The People of the State of Illinois, Defendant in Error, v. Shelby Vaughn, Plaintiff in Error.

Gen. No. 6,676.

1. Criminal law, § 577*—when defendant waives objection that verification of information was on information and belief only. By bringing the cause to the Appellate Court for review, one found guilty of assault and battery waives the objection that the information on which he was arrested and tried was verified by the State’s Attorney upon information and belief only, notwithstanding the question was preserved by proper motions in the court below.

2. Criminal law, § 83*—when result of one prosecution does not bar another. It is not sufficient that the act is the same to make the result of one prosecution a bar to another.

3. Criminal law, § 84 * —when prosecution for assault and battery not barred on ground on former acquittal. It is no defense to a prosecution for assault and battery that defendant, by the same blow alleged as the assault, struck the prosecuting witness and another and that he had been prosecuted for the assault and battery on such other and had been acquitted.

Error to the County Court of Henderson county; the Hon.
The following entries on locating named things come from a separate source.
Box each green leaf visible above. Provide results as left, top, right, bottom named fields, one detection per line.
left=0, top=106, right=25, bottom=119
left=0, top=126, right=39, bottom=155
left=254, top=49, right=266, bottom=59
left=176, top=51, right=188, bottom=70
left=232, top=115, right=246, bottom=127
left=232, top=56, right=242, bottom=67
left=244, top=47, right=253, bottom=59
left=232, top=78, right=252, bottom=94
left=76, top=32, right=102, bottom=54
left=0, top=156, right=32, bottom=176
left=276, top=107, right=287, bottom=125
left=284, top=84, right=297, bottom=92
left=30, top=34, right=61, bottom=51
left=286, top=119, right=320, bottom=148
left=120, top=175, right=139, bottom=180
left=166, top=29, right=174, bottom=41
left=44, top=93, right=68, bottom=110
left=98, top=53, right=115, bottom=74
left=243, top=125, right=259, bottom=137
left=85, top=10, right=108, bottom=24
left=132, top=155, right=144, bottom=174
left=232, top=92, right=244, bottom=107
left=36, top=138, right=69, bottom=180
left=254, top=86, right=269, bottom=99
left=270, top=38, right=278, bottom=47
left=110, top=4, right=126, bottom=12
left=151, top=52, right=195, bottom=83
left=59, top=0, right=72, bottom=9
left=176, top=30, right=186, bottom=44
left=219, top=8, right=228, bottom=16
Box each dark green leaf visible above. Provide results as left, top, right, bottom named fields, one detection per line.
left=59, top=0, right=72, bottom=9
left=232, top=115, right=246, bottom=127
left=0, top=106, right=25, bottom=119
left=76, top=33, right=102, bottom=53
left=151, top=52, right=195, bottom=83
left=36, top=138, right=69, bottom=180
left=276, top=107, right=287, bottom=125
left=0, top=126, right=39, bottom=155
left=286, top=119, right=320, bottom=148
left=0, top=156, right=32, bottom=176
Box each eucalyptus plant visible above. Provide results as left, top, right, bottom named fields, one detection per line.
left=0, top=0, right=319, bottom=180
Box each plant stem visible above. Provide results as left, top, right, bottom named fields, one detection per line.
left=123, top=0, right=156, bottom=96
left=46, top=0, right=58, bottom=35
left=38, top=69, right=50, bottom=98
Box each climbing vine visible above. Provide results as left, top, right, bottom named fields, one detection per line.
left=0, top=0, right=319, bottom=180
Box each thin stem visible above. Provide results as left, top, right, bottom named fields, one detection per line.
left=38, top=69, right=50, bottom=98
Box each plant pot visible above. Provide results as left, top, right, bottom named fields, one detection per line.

James W. Gordon, Judge, presiding. Heard in this court at the April term, 1919.

Affirmed.

Opinion filed December 17, 1919.

M. E. Nolan and H. A. Weld, for plaintiff in error.

Albert F. Fawley and Scofield, Hartzell & Califf, for defendant in error.

Mr. Justice Dibell

delivered the opinion of the court.

Shelby Vaughn was prosecuted, convicted and fined in the County Court of Henderson county for an assault and battery upon the person of Ward Gribson and has sued out this writ of error to review said ¡judgment.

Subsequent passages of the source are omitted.